"Este vai ser o meu último cigarro..." – dizia ele rodando o cigarro entre os dedos.
Claro que eu tentava acreditar no que ele estava a dizer, mas parecia demasiado estranho vê-lo abdicar das coisas que faziam parte dele. Se ele o fizesse, se ele abandonasse os seus vícios deixaria de ser quem era e passaria a ser outro alguém.
Voltei a olhar para a chávena do café e perguntei a medo: "Também me vais deixar?". Ele riu-se.
Eu sei que todos os seus vícios lhe davam prazer, e sei que também era para isso que lhe servia, então tremi ao imaginar que seria abandonada como tudo o resto. De um lado eu e do outro o amarrotado maço de cigarros, Português Amarelo.

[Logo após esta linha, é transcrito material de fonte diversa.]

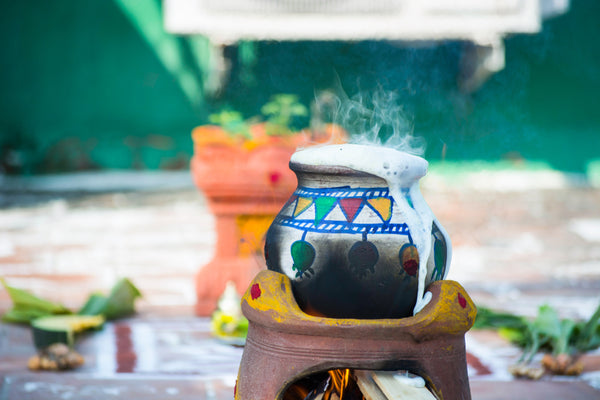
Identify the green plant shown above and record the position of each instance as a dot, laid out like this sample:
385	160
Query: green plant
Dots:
564	339
281	111
232	121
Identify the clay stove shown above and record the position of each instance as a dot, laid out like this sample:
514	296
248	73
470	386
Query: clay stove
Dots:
357	263
285	344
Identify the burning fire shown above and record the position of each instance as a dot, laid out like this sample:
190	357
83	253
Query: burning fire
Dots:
337	384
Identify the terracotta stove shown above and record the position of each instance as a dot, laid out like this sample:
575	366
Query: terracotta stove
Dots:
285	344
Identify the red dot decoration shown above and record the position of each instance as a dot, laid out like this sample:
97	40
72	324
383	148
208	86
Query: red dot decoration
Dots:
462	301
274	177
255	291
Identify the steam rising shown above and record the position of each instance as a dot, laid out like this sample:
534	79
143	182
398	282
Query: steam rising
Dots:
377	119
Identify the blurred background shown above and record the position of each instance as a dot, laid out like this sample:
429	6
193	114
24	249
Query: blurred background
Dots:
102	85
99	99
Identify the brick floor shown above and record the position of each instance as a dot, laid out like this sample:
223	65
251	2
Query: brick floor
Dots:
516	246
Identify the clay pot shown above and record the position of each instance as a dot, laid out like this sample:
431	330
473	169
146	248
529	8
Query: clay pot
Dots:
342	241
245	182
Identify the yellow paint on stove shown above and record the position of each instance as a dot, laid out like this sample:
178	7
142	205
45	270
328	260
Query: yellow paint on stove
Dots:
252	230
446	315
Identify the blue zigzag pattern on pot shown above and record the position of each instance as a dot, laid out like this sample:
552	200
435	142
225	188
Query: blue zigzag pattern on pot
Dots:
309	210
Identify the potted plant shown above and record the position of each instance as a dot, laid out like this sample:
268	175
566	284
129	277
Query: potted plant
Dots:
241	166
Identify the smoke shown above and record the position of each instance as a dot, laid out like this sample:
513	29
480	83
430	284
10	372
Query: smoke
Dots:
374	119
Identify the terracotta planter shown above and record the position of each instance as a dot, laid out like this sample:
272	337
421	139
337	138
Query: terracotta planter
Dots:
245	182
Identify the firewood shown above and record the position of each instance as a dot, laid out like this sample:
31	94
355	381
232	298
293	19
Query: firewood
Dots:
392	388
368	386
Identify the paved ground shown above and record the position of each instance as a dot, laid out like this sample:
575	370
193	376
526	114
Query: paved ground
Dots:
521	239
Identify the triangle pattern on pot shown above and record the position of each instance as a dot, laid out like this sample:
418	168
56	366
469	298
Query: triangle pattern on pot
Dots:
351	206
382	206
323	205
302	204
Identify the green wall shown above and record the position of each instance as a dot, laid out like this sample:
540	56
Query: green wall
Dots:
96	83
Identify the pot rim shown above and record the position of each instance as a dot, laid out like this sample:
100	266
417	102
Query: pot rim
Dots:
327	169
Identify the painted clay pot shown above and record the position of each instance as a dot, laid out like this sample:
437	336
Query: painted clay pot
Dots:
344	242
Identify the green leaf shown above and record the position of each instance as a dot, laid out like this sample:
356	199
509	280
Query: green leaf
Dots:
487	318
27	307
119	303
587	334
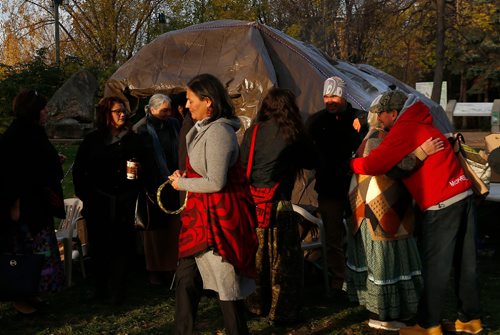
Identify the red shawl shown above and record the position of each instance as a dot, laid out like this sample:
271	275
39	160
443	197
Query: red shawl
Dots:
224	221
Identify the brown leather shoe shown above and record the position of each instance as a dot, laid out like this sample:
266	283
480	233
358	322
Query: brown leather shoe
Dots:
417	330
470	327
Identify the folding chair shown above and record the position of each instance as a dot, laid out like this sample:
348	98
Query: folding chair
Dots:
67	234
319	243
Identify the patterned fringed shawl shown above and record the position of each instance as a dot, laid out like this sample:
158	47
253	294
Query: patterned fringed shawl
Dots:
383	201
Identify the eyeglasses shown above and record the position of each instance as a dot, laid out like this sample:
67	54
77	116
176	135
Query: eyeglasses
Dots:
119	111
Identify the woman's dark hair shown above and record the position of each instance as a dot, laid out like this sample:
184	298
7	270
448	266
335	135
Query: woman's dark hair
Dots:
103	112
208	86
28	104
279	104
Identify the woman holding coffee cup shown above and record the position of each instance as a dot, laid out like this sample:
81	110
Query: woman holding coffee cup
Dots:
107	178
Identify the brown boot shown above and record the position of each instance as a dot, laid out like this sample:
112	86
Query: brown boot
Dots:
470	327
417	330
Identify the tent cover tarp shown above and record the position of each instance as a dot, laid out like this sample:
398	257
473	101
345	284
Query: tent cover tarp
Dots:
249	58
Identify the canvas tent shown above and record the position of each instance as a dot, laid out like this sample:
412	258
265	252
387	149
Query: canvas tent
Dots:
249	58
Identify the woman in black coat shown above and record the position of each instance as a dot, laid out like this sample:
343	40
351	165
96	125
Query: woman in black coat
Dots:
31	192
100	181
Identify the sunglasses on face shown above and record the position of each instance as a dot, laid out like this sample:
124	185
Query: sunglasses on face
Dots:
119	111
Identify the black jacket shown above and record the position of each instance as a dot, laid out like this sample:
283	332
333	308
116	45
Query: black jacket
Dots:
335	140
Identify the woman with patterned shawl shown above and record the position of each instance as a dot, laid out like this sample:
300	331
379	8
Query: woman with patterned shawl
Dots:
280	151
217	242
383	264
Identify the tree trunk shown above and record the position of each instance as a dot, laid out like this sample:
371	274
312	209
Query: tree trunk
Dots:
440	48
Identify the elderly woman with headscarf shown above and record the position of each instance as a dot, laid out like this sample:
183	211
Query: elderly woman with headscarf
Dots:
159	131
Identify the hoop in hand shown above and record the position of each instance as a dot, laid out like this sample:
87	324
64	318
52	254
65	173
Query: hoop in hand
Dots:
158	198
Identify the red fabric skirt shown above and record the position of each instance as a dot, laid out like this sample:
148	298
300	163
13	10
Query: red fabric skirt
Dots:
223	221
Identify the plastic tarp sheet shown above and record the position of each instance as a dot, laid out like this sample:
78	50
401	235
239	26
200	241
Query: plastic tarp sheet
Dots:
249	58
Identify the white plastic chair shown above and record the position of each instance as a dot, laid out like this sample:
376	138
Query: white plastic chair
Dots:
67	233
319	243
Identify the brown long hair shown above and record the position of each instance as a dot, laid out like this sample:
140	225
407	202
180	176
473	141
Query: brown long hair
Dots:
280	104
208	86
103	112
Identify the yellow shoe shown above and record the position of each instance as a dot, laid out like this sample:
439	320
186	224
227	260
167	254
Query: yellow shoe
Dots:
417	330
470	327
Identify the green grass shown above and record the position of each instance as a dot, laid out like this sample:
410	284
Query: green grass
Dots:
69	150
150	309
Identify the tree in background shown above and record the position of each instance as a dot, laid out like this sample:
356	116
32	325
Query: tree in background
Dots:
397	36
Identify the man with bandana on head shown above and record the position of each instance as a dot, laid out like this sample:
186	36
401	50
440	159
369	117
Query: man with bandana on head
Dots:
335	133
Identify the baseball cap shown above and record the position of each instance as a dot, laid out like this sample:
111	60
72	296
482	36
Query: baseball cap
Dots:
388	101
334	86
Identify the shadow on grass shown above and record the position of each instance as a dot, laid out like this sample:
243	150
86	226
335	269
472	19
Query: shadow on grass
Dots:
150	309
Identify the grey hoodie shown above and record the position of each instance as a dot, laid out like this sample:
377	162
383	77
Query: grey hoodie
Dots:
212	149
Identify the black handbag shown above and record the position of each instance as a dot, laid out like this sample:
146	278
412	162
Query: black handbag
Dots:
19	275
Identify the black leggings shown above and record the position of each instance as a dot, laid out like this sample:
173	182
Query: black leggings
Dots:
188	290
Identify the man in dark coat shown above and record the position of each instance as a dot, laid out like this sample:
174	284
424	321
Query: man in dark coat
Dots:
334	131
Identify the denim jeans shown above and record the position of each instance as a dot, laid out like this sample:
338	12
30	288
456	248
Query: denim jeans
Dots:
448	241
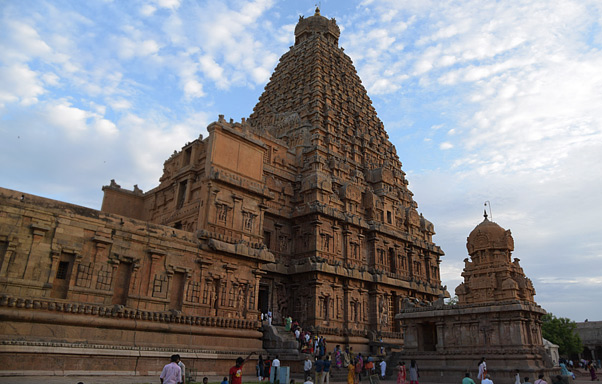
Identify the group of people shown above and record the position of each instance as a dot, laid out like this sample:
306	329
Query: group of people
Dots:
264	367
357	367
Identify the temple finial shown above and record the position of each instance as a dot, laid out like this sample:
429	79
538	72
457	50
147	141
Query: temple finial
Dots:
488	204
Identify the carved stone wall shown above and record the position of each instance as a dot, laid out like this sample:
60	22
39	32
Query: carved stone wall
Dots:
302	209
496	318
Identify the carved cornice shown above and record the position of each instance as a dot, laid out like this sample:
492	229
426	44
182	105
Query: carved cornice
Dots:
121	312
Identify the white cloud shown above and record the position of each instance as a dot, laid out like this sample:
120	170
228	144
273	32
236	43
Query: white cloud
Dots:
20	84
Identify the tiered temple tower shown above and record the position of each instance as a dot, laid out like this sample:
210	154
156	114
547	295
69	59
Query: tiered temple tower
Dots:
313	177
495	317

Juro que nunca quis afectar ninguém com as minhas propriedades altamente cancerígenas, mas ele tinha a boca mais irresistível, as veias e o coração mais quentes que alguma vez ousara queimar.
Levantei-me bruscamente, passei pelo fumo do seu último cigarro, entrecortando a linha ténue que este desenhava no ar. Ele seguiu-me contrariado com o passo lento e largo.
Sabia que ele tinha de partir e eu queria despedir-me convenientemente. No entanto, não conseguia tirar os olhos das pedras da calçada. Estava nervosa e inquieta.
Sentei-me nos degraus da entrada da igreja e ele sentou-se a meu lado. Observei-o. Não me estava a parecer que aquela forma de fumar anunciasse o fim desse metódico acto. Aquele cigarro jamais seria o último, era como outro qualquer. E mais uma vez a analogia surgiu na minha cabeça. Aquilo que estávamos ali a fazer, a razão pela qual nos havíamos encontrado, não era para nos despedirmos, aquilo não era a última vez que estávamos juntos, era outra ocasião em que sarcasticamente fingíamos seguir em frente, mas já os nossos corpos, os nossos olhos e os nossos corações afirmavam que iríamos ceder ao vício de nos amarmos mutuamente.
Então ele apagou o seu cigarro nas pedras da calçada, juntou o seu corpo ao meu, deu-me a mão, beijou-me a face, abraçou-me e eu deixei que uma lágrima escapasse.
Saiu dali tão depressa, e eu fiquei sentada nas escadas da igreja, onde ainda pairava o cheiro do cigarro apagado, e ao meu lado, no mesmo degrau, o maço rasgado de Português Amarelo.